There has been a mixed reaction to the Government’s proposed changes to business legislation that it says will make life easier for small firms.
Speaking today at a Federation of Small Businesses (FSB) conference in Liverpool, business minster Mark Prisk announced a three-year moratorium on new business regulation for businesses of fewer than ten employees and for “genuine new start-ups”.
Prisk also outlined Government plans to remove workers’ rights to request leave for training at companies with fewer than 250 staff, and scrap Regulations giving parents of children up to the age 17 the right to flexible working hours.
However, there has already been some angry response to the proposals, with trade union Unite claiming that the Government has an “anti-women bias”. Assistant general secretary of Unite Gail Cartmail said: “[This] announcement is the latest example of a policy that will make it harder for women to hold down jobs and make a valuable contribution to the economy and the financial well-being of their families.

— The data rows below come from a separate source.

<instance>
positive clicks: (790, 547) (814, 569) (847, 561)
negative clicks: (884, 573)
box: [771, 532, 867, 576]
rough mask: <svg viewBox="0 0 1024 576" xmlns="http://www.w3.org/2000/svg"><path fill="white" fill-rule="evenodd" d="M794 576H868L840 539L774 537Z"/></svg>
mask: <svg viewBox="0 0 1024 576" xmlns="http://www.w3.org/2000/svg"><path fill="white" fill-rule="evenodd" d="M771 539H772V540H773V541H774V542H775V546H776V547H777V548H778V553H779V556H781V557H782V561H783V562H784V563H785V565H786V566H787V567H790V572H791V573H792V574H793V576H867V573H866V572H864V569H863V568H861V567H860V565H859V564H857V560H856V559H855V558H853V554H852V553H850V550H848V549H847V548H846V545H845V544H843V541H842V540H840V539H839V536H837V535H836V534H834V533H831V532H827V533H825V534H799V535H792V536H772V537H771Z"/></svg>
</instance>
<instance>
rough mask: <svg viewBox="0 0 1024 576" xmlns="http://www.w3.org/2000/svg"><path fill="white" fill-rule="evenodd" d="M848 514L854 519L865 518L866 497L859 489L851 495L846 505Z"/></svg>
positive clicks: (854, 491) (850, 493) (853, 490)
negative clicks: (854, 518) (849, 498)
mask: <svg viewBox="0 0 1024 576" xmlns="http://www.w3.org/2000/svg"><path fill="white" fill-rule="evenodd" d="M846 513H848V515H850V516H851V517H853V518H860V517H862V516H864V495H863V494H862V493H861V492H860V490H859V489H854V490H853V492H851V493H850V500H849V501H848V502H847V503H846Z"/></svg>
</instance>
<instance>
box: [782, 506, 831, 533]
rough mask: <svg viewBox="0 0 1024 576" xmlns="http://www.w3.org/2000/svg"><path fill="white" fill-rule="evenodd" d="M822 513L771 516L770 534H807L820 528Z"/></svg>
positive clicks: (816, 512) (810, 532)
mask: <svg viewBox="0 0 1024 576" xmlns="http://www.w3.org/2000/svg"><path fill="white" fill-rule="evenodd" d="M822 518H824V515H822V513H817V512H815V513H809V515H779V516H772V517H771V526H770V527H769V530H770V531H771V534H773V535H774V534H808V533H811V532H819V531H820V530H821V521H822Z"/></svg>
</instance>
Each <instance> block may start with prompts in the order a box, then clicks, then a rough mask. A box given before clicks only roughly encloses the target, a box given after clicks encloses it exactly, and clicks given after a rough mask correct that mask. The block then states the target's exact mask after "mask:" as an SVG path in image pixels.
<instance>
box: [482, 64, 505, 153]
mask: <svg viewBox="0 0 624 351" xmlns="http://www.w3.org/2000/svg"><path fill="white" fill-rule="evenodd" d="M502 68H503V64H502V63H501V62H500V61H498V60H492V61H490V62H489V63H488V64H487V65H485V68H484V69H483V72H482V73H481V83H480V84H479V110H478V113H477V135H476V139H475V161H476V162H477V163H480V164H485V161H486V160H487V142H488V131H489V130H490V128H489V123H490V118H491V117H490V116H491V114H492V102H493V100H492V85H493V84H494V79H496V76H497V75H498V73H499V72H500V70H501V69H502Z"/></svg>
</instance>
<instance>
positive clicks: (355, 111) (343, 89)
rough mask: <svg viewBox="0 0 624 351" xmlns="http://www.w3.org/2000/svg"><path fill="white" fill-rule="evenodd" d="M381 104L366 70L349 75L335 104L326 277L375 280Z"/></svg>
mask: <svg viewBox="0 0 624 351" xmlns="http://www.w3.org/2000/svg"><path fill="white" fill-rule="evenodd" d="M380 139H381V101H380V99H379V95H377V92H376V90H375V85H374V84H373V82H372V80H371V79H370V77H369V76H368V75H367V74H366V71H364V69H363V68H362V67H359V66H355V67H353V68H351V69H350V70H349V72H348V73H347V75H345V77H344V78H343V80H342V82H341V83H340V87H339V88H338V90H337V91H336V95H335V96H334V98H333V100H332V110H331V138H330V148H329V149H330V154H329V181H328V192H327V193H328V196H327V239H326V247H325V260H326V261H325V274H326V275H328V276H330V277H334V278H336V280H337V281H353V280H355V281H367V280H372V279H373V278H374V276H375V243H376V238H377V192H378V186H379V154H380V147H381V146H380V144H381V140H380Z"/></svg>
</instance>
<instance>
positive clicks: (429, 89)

“Last summer’s emergency Budget saw a series of measures that hit women’s income disproportionately harder compared with men’s. The so-called Employer’s Charter saw women bearing the brunt on all fronts, with maternity rights being under threat.
“Only last week we had Lord Hutton’s report on public sector pensions, which if implemented, will hit local government and the NHS, with their huge female workforces, very badly.
“And then in the background, you have works and pensions secretary Iain Duncan Smith’s aiming ‘to make work pay’, with the implication that women will be forced back to work in very low paid jobs, despite the lack of national childcare facilities and the threat to their incomes.”
Ben Willmott, senior policy adviser at the Chartered Institute of Personnel and Development, said the decision to repeal April’s planned extension of the right to request flexible working for parents of 17-year-olds shouldn’t be seen as conceding that felxible working is burdensome to employers. He said: “We understand the argument that multiple changes to flexible working regulations are not helpful. But this limited repeal mustn’t be seen as conceding the ill-conceived belief that flexible working can only ever be seen as a regulatory burden and a cost. Millions of workers already benefit from flexible working well beyond anything enshrined in legislation, because employers in firms large and small see the benefits they derive from a more flexible, more engaged, more diverse and more effective workforce as a result.
“Recognising that your employees have lives outside of work, and seeking to accommodate those lives where business requirements allow isn’t a cost, it is a sensible employee retention and motivation strategy that can boost organisational performance and economic growth.”
Meanwhile, a spokesperson for construction union UCATT said the decision to scrap the right to request time off for training risks lives. They said: “The decision is particularly alarming for the construction industry, due to the fact that as the industry begins to recover from the recession an increasing number of new inexperienced workers will be recruited. Without proper training they could place themselves or their colleagues at risk.
“The announcement has very serious implications for the construction industry. As the industry recovers from recession there are genuine concerns that fatalities and injuries will increase. If companies make short-term knee jerk decisions and high levels of safety training is not provided to new entrants, those dangers will increase.”